Riddell supplies the official helmet for the National Football League, but is also a leading helmet manufacturer of football helmets for high school players and younger. The company’s helmets are in use by athletes of all ages and ability throughout the country.
According to Udall, Riddell made false claims about football helmet safety in online video advertisements for helmets. He quoted Riddell’s website, saying that “research shows a 31 percent reduction in the risk of concussion in players wearing a Riddell Revolution football helmet when compared to traditional helmets.”
“Yet there is actually very little scientific evidence to support the claim,” Udall said, explaining that the numbers are unfounded because football helmet industry standards don’t address concussion prevention or reduction.
Amid growing concern about concussions and other forms of traumatic brain injury on the playing field, Udall asked the U.S. Consumer Product Safety Commission to determine whether football helmet safety standards were sufficient in protecting younger players.
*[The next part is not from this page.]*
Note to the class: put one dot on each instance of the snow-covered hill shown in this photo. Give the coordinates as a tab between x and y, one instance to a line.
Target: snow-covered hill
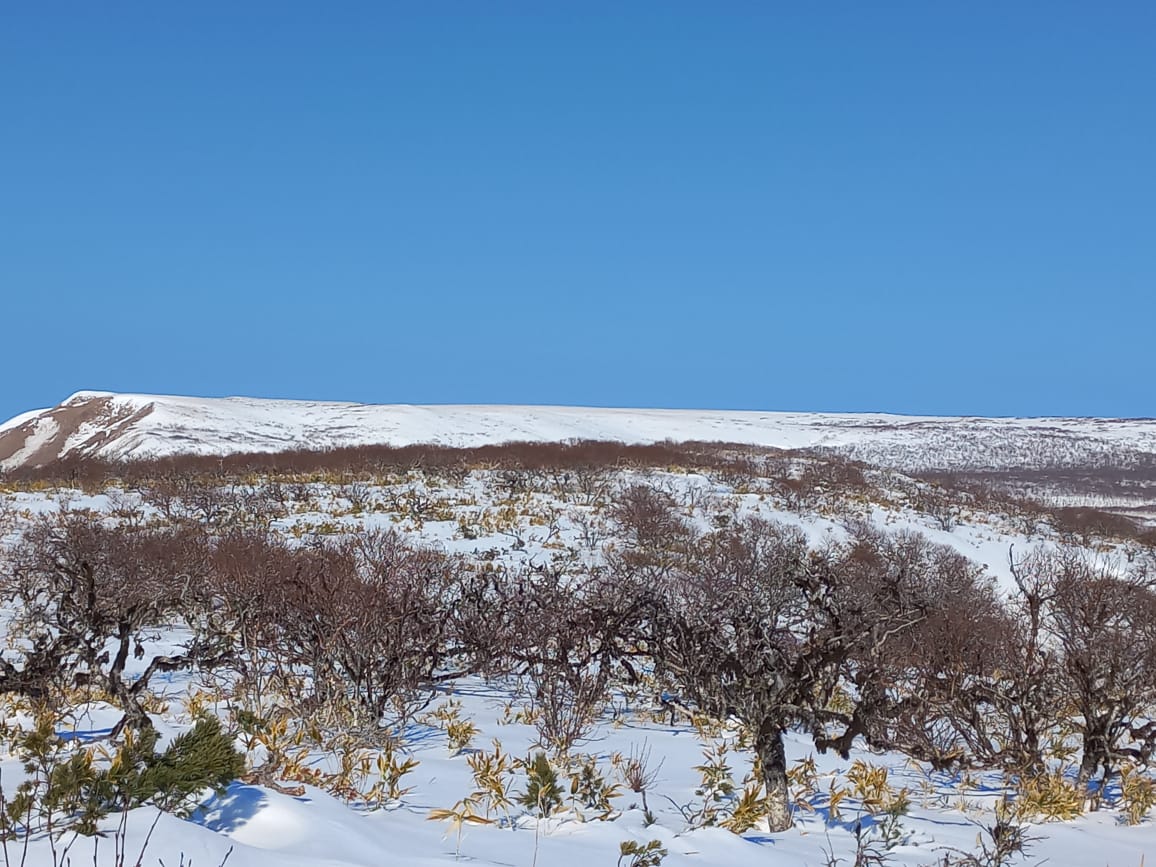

Sports are the second leading cause of traumatic brain injury for people 15- to 24-years-old (motor vehicle crashes are the leading cause). More than one million American high school students play football, and every year American athletes suffer up to an estimated 3.8 million sports-related concussions, of which 300,000 result in loss of consciousness.
Research has shown that repeated concussions can have cumulative, debilitating effects on brain function over just a short period of time, leading to cognitive disabilities and psychological disorders such as depression, moodiness, and suicidal thoughts.
FTC Chairman Jon Leibowitz responded to Udall’s request, saying that his agency would investigate Riddell’s claims. “We agree that these are serious concerns,” Leibowitz wrote, “and will determine what action by this agency may be appropriate.”